A giugno scorso, come era emerso nell’udienza del processo a carico di quattro 007 accusati di avere sequestrato, torturato ed ucciso il ricercatore friulano, la Farnesina aveva trasmesso ai pm di Roma una nota della Procura Generale del Cairo in cui si affermava che è “impossibile eseguire le richieste di assistenza giudiziaria” per fare ascoltare quattro testimoni egiziani nel processo.
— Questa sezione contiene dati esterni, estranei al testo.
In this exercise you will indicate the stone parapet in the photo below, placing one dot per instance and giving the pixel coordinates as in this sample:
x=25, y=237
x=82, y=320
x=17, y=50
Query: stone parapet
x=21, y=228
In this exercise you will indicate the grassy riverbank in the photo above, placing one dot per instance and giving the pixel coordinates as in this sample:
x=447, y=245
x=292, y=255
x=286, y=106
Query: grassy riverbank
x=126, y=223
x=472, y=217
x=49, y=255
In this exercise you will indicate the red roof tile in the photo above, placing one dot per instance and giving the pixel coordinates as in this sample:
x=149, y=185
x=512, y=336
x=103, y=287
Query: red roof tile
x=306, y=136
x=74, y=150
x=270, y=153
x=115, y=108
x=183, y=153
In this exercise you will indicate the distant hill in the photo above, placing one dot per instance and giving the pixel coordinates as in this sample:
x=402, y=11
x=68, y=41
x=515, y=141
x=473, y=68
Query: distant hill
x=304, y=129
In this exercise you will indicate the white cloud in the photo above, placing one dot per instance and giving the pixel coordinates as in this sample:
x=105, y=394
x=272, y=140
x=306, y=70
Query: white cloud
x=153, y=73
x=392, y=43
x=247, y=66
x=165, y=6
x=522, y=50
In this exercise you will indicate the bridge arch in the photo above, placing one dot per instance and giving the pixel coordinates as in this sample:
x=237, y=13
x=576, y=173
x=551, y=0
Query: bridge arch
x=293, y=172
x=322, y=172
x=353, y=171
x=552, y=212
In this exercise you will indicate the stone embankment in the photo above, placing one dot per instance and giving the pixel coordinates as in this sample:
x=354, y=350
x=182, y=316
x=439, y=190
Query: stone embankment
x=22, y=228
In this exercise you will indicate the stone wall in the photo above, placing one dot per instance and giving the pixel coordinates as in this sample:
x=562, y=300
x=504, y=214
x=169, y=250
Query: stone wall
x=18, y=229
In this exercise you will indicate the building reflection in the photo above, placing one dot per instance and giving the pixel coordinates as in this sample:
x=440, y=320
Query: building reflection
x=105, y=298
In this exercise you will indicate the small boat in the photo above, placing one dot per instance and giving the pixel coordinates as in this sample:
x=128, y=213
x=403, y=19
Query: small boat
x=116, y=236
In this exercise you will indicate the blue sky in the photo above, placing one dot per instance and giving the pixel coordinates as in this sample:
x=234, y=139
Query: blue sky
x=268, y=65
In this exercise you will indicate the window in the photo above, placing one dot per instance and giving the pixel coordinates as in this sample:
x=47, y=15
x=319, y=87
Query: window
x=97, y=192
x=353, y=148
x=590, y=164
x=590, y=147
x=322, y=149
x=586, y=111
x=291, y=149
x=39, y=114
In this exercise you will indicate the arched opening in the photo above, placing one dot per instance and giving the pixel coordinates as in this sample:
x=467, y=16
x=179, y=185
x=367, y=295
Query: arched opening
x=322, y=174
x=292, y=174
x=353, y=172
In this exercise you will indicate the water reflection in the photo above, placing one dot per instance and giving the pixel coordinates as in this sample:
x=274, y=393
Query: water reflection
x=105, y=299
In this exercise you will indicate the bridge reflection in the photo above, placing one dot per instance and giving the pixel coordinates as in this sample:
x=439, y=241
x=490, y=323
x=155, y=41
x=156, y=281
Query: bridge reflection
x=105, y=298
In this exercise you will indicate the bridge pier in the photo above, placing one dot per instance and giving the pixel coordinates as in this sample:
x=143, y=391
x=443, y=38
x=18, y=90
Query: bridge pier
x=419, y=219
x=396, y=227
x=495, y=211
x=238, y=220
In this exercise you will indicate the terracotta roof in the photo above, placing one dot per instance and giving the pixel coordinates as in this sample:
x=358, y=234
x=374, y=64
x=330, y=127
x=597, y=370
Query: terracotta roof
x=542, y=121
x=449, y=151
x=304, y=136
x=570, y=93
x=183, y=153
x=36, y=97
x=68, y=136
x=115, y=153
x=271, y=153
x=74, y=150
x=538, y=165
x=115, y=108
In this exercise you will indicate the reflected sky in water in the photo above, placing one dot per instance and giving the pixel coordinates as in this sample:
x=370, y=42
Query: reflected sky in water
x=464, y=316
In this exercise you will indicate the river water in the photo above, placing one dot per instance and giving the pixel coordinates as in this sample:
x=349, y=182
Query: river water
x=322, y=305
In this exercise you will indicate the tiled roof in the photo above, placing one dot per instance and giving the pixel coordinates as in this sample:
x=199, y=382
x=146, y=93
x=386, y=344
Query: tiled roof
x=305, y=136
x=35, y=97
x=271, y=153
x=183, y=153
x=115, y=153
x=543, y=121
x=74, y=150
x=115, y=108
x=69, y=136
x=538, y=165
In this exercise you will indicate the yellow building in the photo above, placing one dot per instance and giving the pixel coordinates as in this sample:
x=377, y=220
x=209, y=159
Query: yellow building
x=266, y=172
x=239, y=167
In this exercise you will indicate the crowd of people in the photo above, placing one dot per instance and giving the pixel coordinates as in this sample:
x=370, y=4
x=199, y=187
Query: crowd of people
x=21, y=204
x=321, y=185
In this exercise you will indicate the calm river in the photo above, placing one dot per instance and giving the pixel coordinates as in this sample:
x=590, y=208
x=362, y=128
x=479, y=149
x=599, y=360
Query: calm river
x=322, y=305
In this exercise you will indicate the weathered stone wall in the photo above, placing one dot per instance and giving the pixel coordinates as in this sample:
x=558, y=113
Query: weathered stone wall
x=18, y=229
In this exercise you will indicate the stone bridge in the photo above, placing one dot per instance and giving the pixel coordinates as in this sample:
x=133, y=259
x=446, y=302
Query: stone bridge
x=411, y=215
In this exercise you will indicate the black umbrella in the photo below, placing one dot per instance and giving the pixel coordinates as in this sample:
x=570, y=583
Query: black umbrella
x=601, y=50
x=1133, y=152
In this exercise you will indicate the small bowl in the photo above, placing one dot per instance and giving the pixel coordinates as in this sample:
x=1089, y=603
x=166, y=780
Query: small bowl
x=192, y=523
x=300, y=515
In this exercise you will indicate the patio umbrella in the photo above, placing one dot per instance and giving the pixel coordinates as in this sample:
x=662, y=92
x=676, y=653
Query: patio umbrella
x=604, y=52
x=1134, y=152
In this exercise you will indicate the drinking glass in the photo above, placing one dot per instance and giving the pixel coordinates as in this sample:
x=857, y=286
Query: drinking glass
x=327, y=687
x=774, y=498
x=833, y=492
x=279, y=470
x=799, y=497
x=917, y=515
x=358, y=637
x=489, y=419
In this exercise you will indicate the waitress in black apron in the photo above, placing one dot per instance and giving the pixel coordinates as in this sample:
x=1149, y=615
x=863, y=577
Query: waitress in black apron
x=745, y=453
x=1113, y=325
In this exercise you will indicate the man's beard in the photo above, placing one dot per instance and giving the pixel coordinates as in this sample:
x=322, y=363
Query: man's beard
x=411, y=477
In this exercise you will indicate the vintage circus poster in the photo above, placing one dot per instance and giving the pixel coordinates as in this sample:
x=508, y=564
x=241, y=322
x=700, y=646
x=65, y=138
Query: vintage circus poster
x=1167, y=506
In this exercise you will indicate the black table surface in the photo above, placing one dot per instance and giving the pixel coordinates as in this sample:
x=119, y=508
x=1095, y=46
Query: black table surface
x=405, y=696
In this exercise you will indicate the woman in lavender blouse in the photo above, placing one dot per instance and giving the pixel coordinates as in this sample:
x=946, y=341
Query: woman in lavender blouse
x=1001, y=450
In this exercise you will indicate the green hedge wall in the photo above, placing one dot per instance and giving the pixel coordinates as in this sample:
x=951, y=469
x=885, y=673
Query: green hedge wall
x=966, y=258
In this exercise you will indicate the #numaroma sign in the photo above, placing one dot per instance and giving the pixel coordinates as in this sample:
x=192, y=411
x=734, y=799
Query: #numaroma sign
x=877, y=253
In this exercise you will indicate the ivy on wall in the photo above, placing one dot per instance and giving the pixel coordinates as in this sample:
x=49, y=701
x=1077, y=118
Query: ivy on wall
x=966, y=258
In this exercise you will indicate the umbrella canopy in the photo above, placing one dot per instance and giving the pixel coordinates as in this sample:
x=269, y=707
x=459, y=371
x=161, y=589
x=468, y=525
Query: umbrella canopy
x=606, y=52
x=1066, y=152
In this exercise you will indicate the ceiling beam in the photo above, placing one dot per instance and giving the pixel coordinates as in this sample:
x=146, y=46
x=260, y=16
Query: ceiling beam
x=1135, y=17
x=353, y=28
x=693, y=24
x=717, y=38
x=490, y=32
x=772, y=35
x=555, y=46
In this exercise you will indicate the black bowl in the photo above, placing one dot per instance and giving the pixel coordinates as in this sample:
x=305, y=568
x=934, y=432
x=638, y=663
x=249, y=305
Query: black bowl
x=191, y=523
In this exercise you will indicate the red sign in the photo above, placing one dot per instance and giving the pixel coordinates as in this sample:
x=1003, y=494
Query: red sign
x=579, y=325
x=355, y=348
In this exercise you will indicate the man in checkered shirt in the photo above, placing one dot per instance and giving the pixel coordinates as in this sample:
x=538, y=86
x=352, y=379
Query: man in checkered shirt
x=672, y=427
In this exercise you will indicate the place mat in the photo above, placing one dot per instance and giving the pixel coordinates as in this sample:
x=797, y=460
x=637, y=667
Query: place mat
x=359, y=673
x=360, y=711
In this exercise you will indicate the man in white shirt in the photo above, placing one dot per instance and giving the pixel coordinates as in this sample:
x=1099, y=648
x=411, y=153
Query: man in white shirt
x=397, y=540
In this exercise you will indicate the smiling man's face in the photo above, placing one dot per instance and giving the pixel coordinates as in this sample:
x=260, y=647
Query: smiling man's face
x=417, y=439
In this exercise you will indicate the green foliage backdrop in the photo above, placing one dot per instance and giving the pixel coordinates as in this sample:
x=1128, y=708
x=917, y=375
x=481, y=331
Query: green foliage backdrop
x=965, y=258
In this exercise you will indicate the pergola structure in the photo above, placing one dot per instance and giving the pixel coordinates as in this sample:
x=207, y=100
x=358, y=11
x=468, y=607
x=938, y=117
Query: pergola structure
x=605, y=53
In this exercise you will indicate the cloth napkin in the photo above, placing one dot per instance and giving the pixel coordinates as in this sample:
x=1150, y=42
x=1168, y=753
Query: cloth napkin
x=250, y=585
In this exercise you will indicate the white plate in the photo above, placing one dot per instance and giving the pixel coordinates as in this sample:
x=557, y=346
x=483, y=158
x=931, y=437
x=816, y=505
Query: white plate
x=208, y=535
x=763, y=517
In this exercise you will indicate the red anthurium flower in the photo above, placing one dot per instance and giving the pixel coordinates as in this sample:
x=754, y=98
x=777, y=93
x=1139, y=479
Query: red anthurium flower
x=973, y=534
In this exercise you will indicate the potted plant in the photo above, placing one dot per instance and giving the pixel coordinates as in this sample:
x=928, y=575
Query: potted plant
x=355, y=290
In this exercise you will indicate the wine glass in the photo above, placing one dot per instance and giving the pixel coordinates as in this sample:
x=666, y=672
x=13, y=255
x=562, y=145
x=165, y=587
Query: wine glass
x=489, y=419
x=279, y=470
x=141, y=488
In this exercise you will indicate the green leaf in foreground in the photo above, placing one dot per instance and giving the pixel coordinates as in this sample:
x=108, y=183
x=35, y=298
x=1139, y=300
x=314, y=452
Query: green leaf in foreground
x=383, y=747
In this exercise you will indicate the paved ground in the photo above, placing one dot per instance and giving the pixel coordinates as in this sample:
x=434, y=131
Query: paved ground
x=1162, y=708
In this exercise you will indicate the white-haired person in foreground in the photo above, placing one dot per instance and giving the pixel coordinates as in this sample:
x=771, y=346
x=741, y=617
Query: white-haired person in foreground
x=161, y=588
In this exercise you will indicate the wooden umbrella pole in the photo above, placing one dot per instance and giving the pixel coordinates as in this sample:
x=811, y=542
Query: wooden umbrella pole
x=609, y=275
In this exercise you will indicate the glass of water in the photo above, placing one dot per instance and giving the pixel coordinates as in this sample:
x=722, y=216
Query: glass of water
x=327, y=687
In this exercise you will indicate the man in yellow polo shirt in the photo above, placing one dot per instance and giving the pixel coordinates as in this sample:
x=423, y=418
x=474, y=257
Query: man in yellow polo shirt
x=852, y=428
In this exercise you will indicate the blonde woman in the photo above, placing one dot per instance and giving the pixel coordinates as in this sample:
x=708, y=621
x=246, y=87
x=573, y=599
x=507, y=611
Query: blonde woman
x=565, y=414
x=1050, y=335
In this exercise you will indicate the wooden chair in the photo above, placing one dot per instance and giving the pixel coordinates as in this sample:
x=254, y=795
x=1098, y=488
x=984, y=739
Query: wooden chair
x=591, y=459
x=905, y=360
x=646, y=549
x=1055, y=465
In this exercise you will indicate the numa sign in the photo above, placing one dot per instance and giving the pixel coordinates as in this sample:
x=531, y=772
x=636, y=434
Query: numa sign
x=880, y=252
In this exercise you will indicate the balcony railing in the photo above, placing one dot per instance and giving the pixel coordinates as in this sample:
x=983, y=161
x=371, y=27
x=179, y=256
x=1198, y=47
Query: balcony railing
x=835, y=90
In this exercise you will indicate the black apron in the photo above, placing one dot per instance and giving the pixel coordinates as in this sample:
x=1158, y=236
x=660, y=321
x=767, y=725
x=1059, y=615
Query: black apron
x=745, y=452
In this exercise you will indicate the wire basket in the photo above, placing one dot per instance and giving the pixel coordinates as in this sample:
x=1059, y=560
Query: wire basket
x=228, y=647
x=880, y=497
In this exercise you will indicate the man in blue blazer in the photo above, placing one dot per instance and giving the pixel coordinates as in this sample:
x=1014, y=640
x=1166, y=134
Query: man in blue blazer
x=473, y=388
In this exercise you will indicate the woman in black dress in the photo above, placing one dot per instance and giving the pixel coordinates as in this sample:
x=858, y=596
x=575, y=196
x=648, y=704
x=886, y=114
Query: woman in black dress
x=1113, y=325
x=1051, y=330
Il procuratore aggiunto, Sergio Colaiocco, aveva citato per l’udienza di giugno quattro testimoni: tra loro anche il sindacalista Said Abdallah, la coordinatrice di un Centro per i diritti economici e sociali, Hoda Kamel Hussein e Rabab Ai-Mahdi, la tutor di Regeni al Cairo.

Alla luce dell’ennesimo rifiuto da parte delle autorità del Cairo, la Procura capitolina aveva chiesto alla Corte d’Assise di potere acquisire le testimonianze dei testi “assenti” raccolte nel corso delle indagini. “Siamo in presenza di persone che non hanno scelto liberamente di non essere qui. Le abbiamo tentate tutte per portare i testi qui”, aveva spiegato davanti alla Corte d’Assise il rappresentate dell’accusa. Il processo si è aperto a febbraio scorso. Le indagini sull’omicidio del ricercatore italiano vanno avanti da anni, sebbene complicate dall’ostruzionismo delle autorità egiziane.

L’impasse giuridico è stato poi sbloccato da una sentenza della Corte Costituzionale che nel settembre scorso ha disposto l’avvio del processo ritenendo che gli imputati con ogni probabilità siano da ritenere a conoscenza delle accuse a loro carico, anche se irreperibili. La pronuncia della Consulta ha permesso il rinvio a giudizio e l’inizio del dibattimento in aula. Gli imputati sono quattro agenti della National Security.